CUT&RUN: The success of ChEC-seq encouraged us to adapt Laemmli’s ChIC (Chromatin Immuno-Cleavage) method³⁰. ChIC uses a protocol similar to that of ChEC, except that instead of tethering MNase via a fusion to the target protein, the enzyme is purified as a fusion with Protein A, which binds avidly to most antibodies. (Figure 1b³). In addition, our simple workflow using magnetic beads makes the method suitable for full automation. Post-doc Peter Skene, who helped develop CUT&RUN, left the lab in 2017 and is currently Director of Molecular Biology and Biochemistry at the Allen Institute of Immunology.

CUT&Tag: Post-doc Hatice Kaya-Okur modified the CUT&RUN protocol to utilize a Protein A-Tn5 (pA-Tn5) fusion protein, where Tn5 is the cut-and-paste transposase used in Illumina’s Nextera system and in ATAC-seq³² (Figure 1c). CUT&Tag (Cleavage Under Targets & Tagmentation)⁴ eliminates the library preparation step, while providing even lower backgrounds than CUT&RUN. Our outreach efforts over the past two years have helped to gain rapid acceptance for CUT&Tag in both academia and industry. We later simplified CUT&Tag³³ so that all steps from nuclei to sequencing-ready libraries are performed in single PCR tubes in a day or on a general-purpose robot⁸. In 2019, Hatice Kaya-Okur joined the Altius Institute for Biomedical Sciences as an Altius Scholar.

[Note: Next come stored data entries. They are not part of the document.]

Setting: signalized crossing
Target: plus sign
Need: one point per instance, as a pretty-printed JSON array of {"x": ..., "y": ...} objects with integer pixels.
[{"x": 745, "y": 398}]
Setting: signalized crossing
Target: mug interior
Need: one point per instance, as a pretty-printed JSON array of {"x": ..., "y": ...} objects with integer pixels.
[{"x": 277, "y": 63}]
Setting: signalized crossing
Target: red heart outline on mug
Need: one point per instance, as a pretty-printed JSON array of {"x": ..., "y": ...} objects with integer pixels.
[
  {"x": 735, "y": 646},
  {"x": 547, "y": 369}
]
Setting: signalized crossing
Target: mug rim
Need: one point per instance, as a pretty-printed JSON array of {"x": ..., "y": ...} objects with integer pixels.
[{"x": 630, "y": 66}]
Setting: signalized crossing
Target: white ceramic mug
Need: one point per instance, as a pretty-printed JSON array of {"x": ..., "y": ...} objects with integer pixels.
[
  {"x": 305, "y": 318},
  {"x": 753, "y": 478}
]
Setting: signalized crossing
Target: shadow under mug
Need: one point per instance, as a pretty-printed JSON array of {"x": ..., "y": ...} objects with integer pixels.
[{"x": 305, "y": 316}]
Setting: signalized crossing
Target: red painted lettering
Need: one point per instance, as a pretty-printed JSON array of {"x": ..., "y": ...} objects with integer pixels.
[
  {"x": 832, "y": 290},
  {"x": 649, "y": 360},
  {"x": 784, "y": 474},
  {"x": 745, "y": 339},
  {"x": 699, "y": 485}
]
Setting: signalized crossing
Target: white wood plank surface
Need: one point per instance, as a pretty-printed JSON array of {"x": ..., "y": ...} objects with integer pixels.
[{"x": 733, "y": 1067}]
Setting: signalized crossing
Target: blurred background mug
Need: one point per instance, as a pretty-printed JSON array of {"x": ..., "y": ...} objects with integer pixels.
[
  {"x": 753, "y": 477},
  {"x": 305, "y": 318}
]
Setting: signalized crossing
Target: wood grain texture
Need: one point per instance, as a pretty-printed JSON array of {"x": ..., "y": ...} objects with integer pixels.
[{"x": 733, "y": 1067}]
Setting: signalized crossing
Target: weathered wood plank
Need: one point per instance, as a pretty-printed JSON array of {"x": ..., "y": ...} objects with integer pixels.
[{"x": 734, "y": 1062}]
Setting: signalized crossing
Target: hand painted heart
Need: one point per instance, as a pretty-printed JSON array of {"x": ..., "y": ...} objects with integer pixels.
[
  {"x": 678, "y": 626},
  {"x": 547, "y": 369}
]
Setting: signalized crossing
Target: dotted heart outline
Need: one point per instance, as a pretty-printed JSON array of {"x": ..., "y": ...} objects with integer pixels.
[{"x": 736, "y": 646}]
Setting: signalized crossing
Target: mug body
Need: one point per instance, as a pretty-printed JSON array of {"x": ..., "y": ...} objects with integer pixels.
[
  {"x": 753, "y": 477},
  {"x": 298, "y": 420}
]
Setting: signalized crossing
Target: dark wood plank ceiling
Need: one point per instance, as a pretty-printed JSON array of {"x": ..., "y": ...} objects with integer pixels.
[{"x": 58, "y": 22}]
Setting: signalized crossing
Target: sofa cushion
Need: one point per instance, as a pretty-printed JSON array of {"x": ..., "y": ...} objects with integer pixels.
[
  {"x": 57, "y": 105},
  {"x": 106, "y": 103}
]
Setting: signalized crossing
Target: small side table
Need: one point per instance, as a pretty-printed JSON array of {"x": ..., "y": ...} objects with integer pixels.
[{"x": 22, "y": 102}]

Figure 2: a) CUTAC tethers Tn5 to either H3K4me25 or RNA Pol2 Ser5 phosphate16, where the active site of Pol2 is ~130 bp from accessible “open” chromatin sites genome-wide. b) CUT&Tag2for1 deconvolves CUTAC signals from Pol2S5p and H3K27me3 mixtures based on fragment size and density. c) MulTI-Tag sequentially binds and tagments barcoded-antibody/Tn57.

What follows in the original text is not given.